Things were working fine for a while but for the past week or so, we started to experience mysterious problems. If only one person was logged in, everything was fine. But the moment another person logged into another machine, the NFS clients would hang and the server would experience 75% write disk activity.
Searching around suggested several remedies, none of which worked. A lot of the remedies were also particular to NFS3 only. However, after reading the man page for NFS4, we discovered that there was a problem with client address. Quoting the man page for nfs:
Specifies a single IPv4 address (in dotted-quad form), or a non-link-local IPv6 address, that the NFS client advertises to allow servers to perform NFS version 4 callback requests against files on this mount point. If the server is unable to establish callback connections to clients, performance may degrade, or accesses to files may temporarily hang.

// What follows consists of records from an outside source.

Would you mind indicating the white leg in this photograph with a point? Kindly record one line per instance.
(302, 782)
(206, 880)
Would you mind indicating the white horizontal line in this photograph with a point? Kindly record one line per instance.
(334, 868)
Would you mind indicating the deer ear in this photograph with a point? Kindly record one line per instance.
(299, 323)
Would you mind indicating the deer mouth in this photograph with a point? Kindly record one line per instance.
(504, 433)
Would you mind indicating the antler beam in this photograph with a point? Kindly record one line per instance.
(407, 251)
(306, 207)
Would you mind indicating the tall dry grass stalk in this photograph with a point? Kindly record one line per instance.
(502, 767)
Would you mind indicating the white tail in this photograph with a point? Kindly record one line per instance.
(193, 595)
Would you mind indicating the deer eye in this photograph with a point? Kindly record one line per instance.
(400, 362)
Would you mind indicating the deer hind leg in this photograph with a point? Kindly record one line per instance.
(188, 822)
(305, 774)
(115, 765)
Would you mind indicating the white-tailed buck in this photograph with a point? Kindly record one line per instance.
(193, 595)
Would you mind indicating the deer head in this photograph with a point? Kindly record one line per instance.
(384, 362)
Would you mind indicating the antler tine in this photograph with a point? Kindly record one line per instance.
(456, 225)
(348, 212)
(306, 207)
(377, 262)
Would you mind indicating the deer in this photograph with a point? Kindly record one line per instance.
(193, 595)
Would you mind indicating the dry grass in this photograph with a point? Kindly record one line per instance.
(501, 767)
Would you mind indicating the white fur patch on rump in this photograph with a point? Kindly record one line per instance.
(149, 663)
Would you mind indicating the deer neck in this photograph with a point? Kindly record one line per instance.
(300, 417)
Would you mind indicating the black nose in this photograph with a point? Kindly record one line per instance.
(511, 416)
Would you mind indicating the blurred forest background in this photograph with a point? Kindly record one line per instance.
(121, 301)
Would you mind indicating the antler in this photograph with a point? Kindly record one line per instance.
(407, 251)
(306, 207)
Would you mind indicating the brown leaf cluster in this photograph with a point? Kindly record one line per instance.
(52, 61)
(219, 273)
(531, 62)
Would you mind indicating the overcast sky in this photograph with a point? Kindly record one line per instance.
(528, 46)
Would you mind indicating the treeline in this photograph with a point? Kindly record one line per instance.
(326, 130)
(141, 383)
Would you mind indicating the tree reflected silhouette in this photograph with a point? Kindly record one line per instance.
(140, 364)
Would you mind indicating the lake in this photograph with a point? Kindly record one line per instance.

If this option is not specified, the mount(8) command attempts to discover an appropriate callback address automatically. The automatic discovery process is not perfect, however. In the presence of multiple client network interfaces, special routing policies, or atypical network topologies, the exact address to use for callbacks may be nontrivial to determine.
We do not yet rightly know how things changed recently but previously, the NFS4 clients reported the correct client IP address to the server. However, when we checked the current machines, they were all reporting a 0.0.0.0 address.
Adding the correct static IP address to /etc/fstab by using the clientaddr option solved the problem. Now, things are back to normal again.
Update: It turns out that it’s related to this bug-report.